- Shoe Carnival, Inc. SCVL shares are trading lower after posting lackluster first-quarter FY23 results.
- Q1 sales declined 11.4% year-on-year to $281.18 million, missing the consensus of $288.19 million.
- The footwear retailer's EPS of $0.60 missed the analyst consensus of $0.69.
- Unfavorable weather and persistent consumer pressure from both inflation and lower federal tax refunds negatively impacted traffic. Top-line sales and bottom-line earnings were at the lower end of company expectations.
- The company registered a gross profit of $98.52 million, down 12.7% Y/Y. The gross profit margin of 35% was down 50 basis points Y/Y.
- Operating income for the quarter was $20.94 million, down 40.8% Y/Y. Net income was $16.5 million, down 38.6% Y/Y.
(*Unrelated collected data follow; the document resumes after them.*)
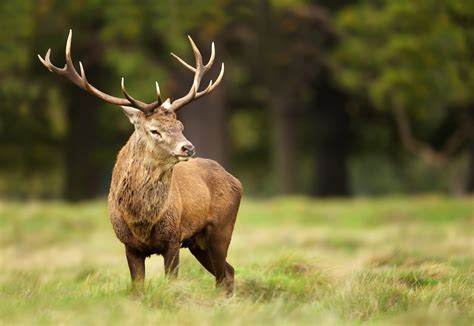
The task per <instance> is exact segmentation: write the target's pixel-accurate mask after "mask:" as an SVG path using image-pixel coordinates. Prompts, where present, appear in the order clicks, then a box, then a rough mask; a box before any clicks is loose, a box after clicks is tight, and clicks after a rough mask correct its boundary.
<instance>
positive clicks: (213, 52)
mask: <svg viewBox="0 0 474 326" xmlns="http://www.w3.org/2000/svg"><path fill="white" fill-rule="evenodd" d="M215 57H216V47H215V46H214V42H212V43H211V57H210V58H209V61H208V62H207V64H206V65H205V66H204V68H206V70H207V69H209V68H211V67H212V65H213V64H214V59H215Z"/></svg>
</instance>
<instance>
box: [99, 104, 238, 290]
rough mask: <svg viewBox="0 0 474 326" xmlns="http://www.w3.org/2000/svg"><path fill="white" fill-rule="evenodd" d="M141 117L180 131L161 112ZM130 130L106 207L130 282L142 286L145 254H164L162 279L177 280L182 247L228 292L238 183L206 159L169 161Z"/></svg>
mask: <svg viewBox="0 0 474 326" xmlns="http://www.w3.org/2000/svg"><path fill="white" fill-rule="evenodd" d="M141 119H144V122H143V124H150V123H151V124H155V125H156V126H159V127H160V128H161V129H160V130H162V131H163V132H177V133H178V132H179V133H180V132H181V130H182V125H181V123H180V122H179V121H178V120H176V118H175V115H174V114H171V115H170V114H169V112H167V111H158V112H157V113H156V114H154V115H152V116H151V117H141ZM145 120H146V121H145ZM179 128H181V129H179ZM136 129H137V130H136V131H135V132H134V133H133V134H132V136H131V137H130V139H129V141H128V142H127V144H126V145H125V146H124V147H123V148H122V150H121V151H120V153H119V155H118V158H117V162H116V164H115V167H114V170H113V175H112V184H111V187H110V192H109V201H108V202H109V215H110V220H111V222H112V226H113V228H114V231H115V233H116V235H117V237H118V238H119V239H120V241H122V242H123V243H124V244H125V248H126V256H127V261H128V263H129V268H130V273H131V276H132V279H133V280H143V278H144V276H145V266H144V259H145V257H147V256H149V255H152V254H161V255H163V256H164V260H165V272H166V274H169V275H176V274H177V271H178V264H179V248H180V247H188V248H189V249H190V251H191V253H192V254H193V255H194V256H195V257H196V258H197V259H198V260H199V261H200V263H201V264H202V265H203V266H204V267H205V268H206V269H207V270H208V271H209V272H211V273H212V274H213V275H214V276H215V277H216V281H217V283H218V284H223V285H224V286H225V287H226V289H227V291H228V293H232V291H233V278H234V275H233V274H234V270H233V268H232V266H231V265H230V264H228V263H227V262H226V256H227V249H228V246H229V243H230V240H231V237H232V231H233V228H234V223H235V219H236V216H237V211H238V208H239V204H240V198H241V195H242V186H241V184H240V182H239V180H238V179H236V178H234V177H233V176H232V175H230V174H229V173H228V172H226V171H225V170H224V168H222V167H221V166H220V165H219V164H218V163H217V162H215V161H212V160H208V159H201V158H196V159H190V160H189V161H187V162H180V163H178V161H176V160H175V161H173V160H172V159H171V158H170V157H168V156H169V155H168V156H166V155H164V154H163V153H162V152H157V151H158V149H159V148H158V147H159V145H156V147H157V148H158V149H157V148H155V146H154V145H153V144H154V143H152V142H150V141H146V140H144V136H143V135H144V134H143V131H141V130H140V129H139V128H138V127H136ZM178 129H179V130H178ZM181 137H182V135H181ZM171 138H172V137H171ZM183 138H184V137H183ZM150 144H152V145H150ZM160 146H161V145H160ZM162 146H165V145H162Z"/></svg>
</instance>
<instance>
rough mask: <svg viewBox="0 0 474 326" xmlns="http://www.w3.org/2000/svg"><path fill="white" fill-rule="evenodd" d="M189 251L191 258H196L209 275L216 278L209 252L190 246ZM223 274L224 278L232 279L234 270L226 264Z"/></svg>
mask: <svg viewBox="0 0 474 326" xmlns="http://www.w3.org/2000/svg"><path fill="white" fill-rule="evenodd" d="M189 251H191V253H192V254H193V256H194V257H196V259H197V260H198V261H199V262H200V263H201V265H202V266H203V267H204V268H205V269H206V270H207V271H208V272H209V273H211V274H212V275H214V276H216V274H215V273H214V267H213V266H212V260H211V253H210V251H209V250H202V249H201V248H199V247H198V246H192V247H190V248H189ZM225 272H226V276H228V277H229V278H232V279H234V268H233V267H232V265H230V264H229V263H228V262H226V263H225Z"/></svg>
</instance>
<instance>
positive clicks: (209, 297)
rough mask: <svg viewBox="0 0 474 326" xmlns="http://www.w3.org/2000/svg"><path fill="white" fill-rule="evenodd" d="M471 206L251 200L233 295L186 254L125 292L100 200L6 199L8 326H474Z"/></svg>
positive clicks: (347, 202)
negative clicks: (168, 273) (17, 200)
mask: <svg viewBox="0 0 474 326" xmlns="http://www.w3.org/2000/svg"><path fill="white" fill-rule="evenodd" d="M473 202H474V198H472V197H471V198H448V197H443V196H436V195H432V196H421V197H416V198H414V197H397V198H381V199H370V200H369V199H353V200H332V201H318V200H316V201H315V200H310V199H307V198H279V199H272V200H252V199H246V200H244V202H243V205H242V207H241V211H240V213H239V216H238V219H237V225H236V229H235V232H234V238H233V241H232V244H231V248H230V253H229V261H230V262H231V264H232V265H233V266H234V267H235V269H236V294H235V296H234V297H233V298H230V299H229V298H226V297H225V296H224V295H223V293H222V292H221V291H219V290H216V289H214V281H213V279H212V277H211V276H210V274H208V273H207V272H206V271H205V270H204V269H203V268H202V267H201V266H200V265H199V264H198V262H197V261H196V260H195V259H194V258H193V257H192V256H191V255H190V254H189V253H188V252H187V251H185V250H182V254H181V257H182V263H181V270H180V276H179V278H178V280H166V279H165V278H164V276H163V267H162V258H161V257H157V256H153V257H151V258H150V259H148V260H147V282H146V286H145V288H144V289H143V290H142V291H134V290H132V289H131V287H130V285H129V274H128V269H127V265H126V262H125V255H124V249H123V247H122V245H121V244H120V243H119V241H118V240H117V239H116V238H115V235H114V234H113V231H112V228H111V226H110V224H109V221H108V218H107V210H106V203H105V201H95V202H87V203H81V204H74V205H72V204H65V203H61V202H48V203H40V202H27V203H15V202H5V201H3V202H0V268H1V272H0V325H3V324H7V325H8V324H25V325H32V324H66V325H75V324H78V325H79V324H80V325H94V324H97V325H104V324H114V325H121V324H123V325H127V324H133V325H151V324H162V323H168V324H179V325H229V324H230V325H270V324H271V325H306V324H307V325H309V324H324V325H332V324H335V325H341V324H342V325H353V324H371V325H374V324H375V325H387V324H389V325H393V324H399V325H408V324H410V325H446V324H451V325H472V324H473V323H474V309H473V307H474V237H473V235H474V204H473Z"/></svg>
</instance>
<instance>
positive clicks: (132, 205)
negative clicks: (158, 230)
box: [114, 133, 173, 242]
- The company ended Q1 with 397 total stores, 372 Shoe Carnival stores, and 25 Shoe Station stores.
- During Q1, the company opened one Shoe Station store and the Shoe Station e-commerce site.
- Shoe Carnival exited Q1 with cash and equivalents worth $44 million.
- FY23 Guidance: The company has lowered its guidance for FY23.
- Shoe Carnival sees EPS of $3.60 - $3.85, lower than the earlier forecast of $3.96 - $4.20. The analyst consensus stands at $3.73.
- It sees net sales of $1.23 billion - $1.25 billion, lower than earlier guidance of $1.26 billion - $1.32 billion. The analyst consensus stands at $1.26 billion.
- It expects an FY23 gross profit margin of 36% to 37% (prior view ~ 37%).
- Price Action: SCVL shares are trading lower by 6.85% at $20.26 on the last check Wednesday.